LANCELOT ALONSO

La belleza

Por Lancelot Alonso

“La belleza del cuerpo es un sublime don que de toda infamia arranca el perdón.”

Charles Baudelere

La sensibilidad, virtud de los vivos, es el medio que nuestros sentidos encuentran para percibir y luego valorar estímulos externos e internos. Sensaciones que van desde las más grotescas hasta las más sublimes. Cuando se trata de sentir, no escatimamos. Nuestro cuerpo es capaz de absorber y apreciar la mayor parte del espectro de lo sensorial. Nuestra mente, por otro lado, suele filtrar y censurar, dejando pasar solo aquellas sensaciones que parecen correctas e inofensivas; ya sea por instinto de auto preservación o simplemente como consecuencia de preceptos moralistas impuesto por la sociedad. En el extenso campo del sentir existen cuantiosos estados sensoriales que van desde la pasión a la quietud. Con esta amplia gama coexiste una de las mayores virtudes inherente en nuestro universo: La belleza.

La belleza como concepto tiende a la subjetividad, mi intención es disminuir, lo más posible, el porciento subjetivo para lograr una imagen bella universal. En el plano físico, puede ser medida a través de la simetría, las proporciones armónicas y una mixtura de color que transfiera sensibilidad. Por otro lado, cuando se trata el plano psíquico es más complicado lograr una concepción de lo bello que identifique al sujeto universal. Depende del contexto social, del desarrollo intelectual, del género y otras cuestiones socioculturales. Son muchos los preceptos que interfieren en la concepción psíquica de lo bello. Se necesita un punto en común, en este caso la sexualidad. Todos somos seres sexuados y siempre estamos emitiendo o recibiendo sensaciones erógenas.

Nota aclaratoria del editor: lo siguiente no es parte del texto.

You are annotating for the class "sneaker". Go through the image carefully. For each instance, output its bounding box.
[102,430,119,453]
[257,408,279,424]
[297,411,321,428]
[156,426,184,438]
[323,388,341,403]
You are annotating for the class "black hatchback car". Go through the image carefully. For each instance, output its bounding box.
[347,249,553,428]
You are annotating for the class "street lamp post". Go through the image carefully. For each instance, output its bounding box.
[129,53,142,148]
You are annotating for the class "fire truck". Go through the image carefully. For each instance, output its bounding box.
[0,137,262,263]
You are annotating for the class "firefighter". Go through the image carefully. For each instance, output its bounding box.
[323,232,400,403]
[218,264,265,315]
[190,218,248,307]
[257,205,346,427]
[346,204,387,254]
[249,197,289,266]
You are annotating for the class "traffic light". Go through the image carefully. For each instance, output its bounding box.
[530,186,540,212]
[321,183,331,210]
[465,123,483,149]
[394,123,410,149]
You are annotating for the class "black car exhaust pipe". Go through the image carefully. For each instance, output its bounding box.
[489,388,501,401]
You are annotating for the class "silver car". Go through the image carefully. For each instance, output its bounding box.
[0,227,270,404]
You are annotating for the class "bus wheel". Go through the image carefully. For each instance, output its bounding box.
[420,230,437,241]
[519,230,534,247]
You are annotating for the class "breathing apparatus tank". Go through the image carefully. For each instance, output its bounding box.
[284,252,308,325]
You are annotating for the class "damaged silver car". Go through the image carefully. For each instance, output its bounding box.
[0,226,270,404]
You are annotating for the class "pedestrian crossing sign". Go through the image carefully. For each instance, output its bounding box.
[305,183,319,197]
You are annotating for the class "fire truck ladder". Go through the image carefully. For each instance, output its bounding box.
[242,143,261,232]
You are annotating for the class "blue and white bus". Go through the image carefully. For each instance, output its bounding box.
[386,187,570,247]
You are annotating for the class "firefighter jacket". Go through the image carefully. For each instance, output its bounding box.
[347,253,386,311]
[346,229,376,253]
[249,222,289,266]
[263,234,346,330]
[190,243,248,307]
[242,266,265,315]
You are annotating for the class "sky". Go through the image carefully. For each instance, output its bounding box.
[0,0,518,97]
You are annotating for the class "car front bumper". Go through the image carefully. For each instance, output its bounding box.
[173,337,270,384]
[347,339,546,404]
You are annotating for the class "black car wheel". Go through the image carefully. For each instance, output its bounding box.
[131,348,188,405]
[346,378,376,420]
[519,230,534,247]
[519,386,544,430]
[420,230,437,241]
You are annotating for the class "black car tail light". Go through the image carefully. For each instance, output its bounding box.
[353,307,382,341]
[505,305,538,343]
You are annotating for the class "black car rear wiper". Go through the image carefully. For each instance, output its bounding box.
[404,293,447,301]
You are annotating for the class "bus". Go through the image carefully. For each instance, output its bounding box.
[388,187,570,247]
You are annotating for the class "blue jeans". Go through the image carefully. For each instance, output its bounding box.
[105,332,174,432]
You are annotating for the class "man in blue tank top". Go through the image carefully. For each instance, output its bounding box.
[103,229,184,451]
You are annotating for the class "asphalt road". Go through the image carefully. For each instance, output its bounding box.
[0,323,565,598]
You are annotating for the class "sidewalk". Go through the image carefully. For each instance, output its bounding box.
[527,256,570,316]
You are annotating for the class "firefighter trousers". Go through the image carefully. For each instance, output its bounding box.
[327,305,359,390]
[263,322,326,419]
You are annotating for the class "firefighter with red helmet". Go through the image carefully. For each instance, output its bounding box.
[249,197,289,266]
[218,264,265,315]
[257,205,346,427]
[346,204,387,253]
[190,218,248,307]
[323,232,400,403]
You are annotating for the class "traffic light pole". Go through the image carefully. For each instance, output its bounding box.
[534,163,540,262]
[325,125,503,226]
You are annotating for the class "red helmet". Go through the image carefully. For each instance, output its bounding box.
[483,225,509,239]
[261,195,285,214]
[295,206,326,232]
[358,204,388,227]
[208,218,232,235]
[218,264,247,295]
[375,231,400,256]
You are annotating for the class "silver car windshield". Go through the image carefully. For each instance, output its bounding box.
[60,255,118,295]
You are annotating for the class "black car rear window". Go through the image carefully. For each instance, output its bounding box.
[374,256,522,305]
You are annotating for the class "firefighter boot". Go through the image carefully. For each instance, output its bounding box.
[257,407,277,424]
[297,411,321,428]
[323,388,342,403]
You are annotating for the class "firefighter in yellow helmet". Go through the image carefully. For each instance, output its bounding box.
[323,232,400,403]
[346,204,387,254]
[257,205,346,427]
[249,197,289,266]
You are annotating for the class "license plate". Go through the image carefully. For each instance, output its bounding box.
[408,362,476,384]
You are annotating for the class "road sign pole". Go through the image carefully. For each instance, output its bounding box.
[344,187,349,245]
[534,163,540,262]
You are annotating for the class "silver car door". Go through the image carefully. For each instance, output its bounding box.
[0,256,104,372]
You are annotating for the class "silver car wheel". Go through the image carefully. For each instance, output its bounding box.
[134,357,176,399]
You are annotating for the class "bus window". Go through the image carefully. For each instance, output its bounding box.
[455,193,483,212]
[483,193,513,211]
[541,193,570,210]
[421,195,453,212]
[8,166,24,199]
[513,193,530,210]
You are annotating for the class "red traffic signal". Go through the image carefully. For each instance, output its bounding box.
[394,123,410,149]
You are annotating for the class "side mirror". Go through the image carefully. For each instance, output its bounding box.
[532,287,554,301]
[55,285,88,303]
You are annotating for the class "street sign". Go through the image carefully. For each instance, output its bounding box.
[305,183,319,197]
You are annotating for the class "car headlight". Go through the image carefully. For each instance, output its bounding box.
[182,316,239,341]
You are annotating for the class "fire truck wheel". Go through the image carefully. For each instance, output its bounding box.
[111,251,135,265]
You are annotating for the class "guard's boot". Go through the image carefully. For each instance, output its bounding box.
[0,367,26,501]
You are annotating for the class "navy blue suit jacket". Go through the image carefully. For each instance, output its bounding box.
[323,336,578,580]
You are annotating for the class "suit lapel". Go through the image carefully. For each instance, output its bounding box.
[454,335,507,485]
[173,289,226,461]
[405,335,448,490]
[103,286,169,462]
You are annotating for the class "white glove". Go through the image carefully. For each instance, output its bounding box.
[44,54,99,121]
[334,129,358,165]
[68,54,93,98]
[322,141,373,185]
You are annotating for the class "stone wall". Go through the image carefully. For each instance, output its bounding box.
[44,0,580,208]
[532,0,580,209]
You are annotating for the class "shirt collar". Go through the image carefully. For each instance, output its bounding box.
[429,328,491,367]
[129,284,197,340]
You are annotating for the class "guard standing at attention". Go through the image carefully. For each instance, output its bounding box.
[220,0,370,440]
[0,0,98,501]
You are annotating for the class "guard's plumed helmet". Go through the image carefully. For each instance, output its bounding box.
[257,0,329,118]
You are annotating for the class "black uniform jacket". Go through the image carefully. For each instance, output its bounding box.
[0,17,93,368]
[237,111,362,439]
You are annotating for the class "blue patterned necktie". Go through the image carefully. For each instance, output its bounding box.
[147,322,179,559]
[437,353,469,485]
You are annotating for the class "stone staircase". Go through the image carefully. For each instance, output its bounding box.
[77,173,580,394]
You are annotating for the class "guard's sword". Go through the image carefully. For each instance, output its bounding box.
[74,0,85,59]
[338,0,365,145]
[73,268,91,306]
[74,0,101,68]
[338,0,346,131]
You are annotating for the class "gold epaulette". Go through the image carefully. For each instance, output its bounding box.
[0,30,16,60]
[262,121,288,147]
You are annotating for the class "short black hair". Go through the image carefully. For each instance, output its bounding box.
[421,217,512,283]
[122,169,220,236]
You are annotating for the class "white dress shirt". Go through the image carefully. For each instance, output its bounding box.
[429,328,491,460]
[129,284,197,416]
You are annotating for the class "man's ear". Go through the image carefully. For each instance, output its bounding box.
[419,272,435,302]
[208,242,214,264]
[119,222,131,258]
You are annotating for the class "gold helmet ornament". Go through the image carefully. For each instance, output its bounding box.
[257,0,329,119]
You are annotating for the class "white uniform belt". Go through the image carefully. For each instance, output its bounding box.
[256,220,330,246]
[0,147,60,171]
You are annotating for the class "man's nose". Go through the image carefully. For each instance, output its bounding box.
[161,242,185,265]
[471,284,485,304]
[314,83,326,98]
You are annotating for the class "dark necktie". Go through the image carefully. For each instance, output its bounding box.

La obra presenta un protagonista de figuración y tratamiento expresionista, que refleja las virtudes físicas femeninas y el deseo sexual insaciable masculino. Consiste en una pieza bidimensional de gran formato donde la intensidad cromática y el tratamiento pictórico son los encargados de transmitir emociones y sensaciones erógenas partiendo de la belleza. La dualidad entre dicha cualidad y lo sensual encuentra la correspondencia perfecta en el plano formal a través de los recursos de la pintura.

El objetivo de esta pieza es despertar una sensación de belleza en el espectador, sin importar tendencia o filiación sexual, gustos u oposiciones moralistas.